AD/HD is described as “a persistent pattern of inattention and/or hyperactivity-impulsivity that is more frequent and severe than is typically observed in individuals at a comparable level of development.” (DSM-IV) In a child who suffers the loss of a significant relationship, the failure to focus attention may be a spin-off of nonattachment. The hyperactivity, often expressed in misconduct, may be the result of anxiety and pervasive anger generated by separation.

Oppositional Defiant Disorder is described as “a recurrent pattern of negativistic, defiant, disobedient, and hostile behavior toward authority figures that persists for at least six months.” (DSM-IV) Included among the many symptoms are loss of temper, arguing, refusing to comply, annoying others deliberately, blaming others, and being angry and vindictive. It is not difficult to surmise that being separated from a secure base may be a causative factor in the development of such strong resentment.

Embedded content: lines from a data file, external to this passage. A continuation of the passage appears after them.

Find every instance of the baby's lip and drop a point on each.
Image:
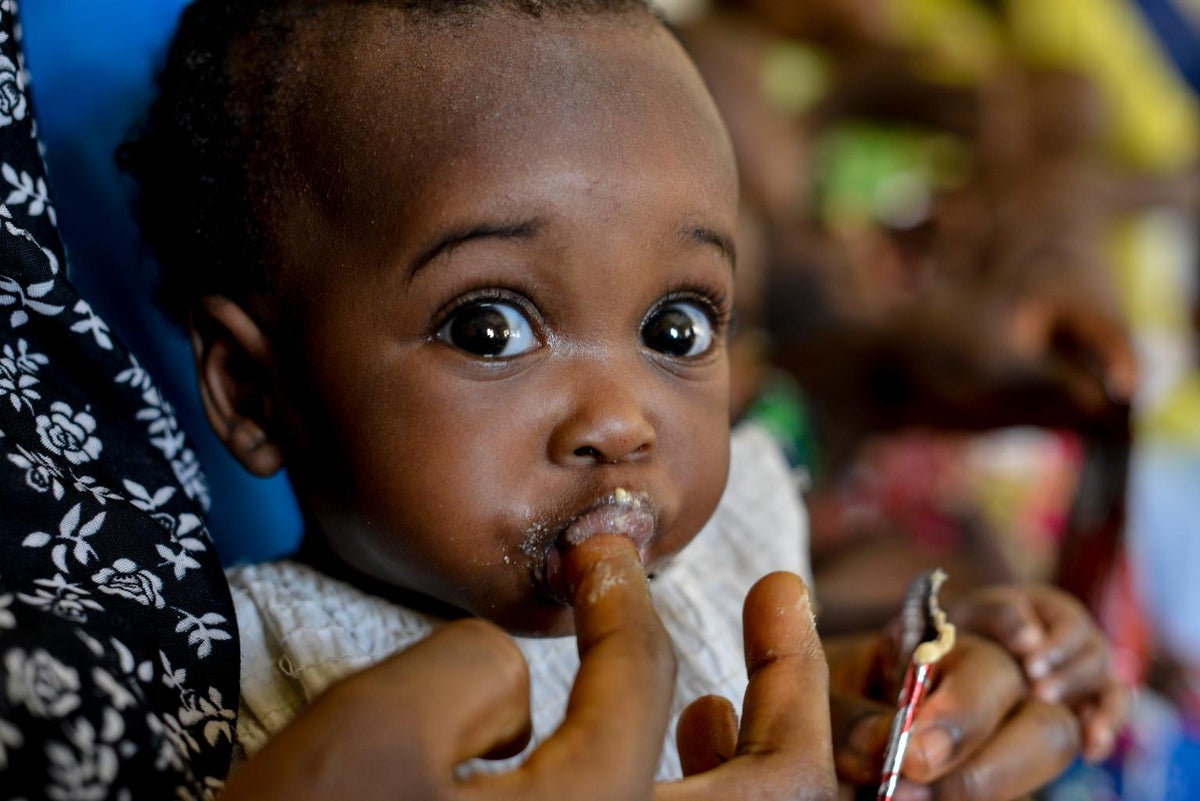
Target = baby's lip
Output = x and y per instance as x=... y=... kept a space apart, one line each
x=621 y=512
x=618 y=512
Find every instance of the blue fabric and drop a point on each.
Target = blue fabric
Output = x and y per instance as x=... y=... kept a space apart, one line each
x=91 y=66
x=1179 y=36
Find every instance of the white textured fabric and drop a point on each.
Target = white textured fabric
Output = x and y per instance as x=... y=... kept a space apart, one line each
x=303 y=631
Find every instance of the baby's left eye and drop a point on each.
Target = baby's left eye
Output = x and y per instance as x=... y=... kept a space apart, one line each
x=678 y=329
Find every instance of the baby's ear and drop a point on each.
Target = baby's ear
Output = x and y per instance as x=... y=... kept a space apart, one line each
x=233 y=363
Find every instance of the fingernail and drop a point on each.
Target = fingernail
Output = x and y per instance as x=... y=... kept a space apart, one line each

Being moved and shuffled around can cause a delay in development. Experts have speculated that foster children are often one to two years behind academically and emotionally. Developmental delay can appear in a variety of areas. (DSM-IV) Although developmental delay is more often due primarily to genetic and physical causes, it may also be the result of a separated child who simply decides it is easier to give up and not try.

Learning Disorders are diagnosed “when the individual’s achievement on individually administered standardized tests in reading, mathematics, or written expression is substantially below that expected for age, schooling, and level of intelligence. The learning problems significantly interfere with academic achievement or activities of daily living.” (DSM-IV) As with developmental delay, learning disorders may develop as the result of being shifted from home to home, from school to school.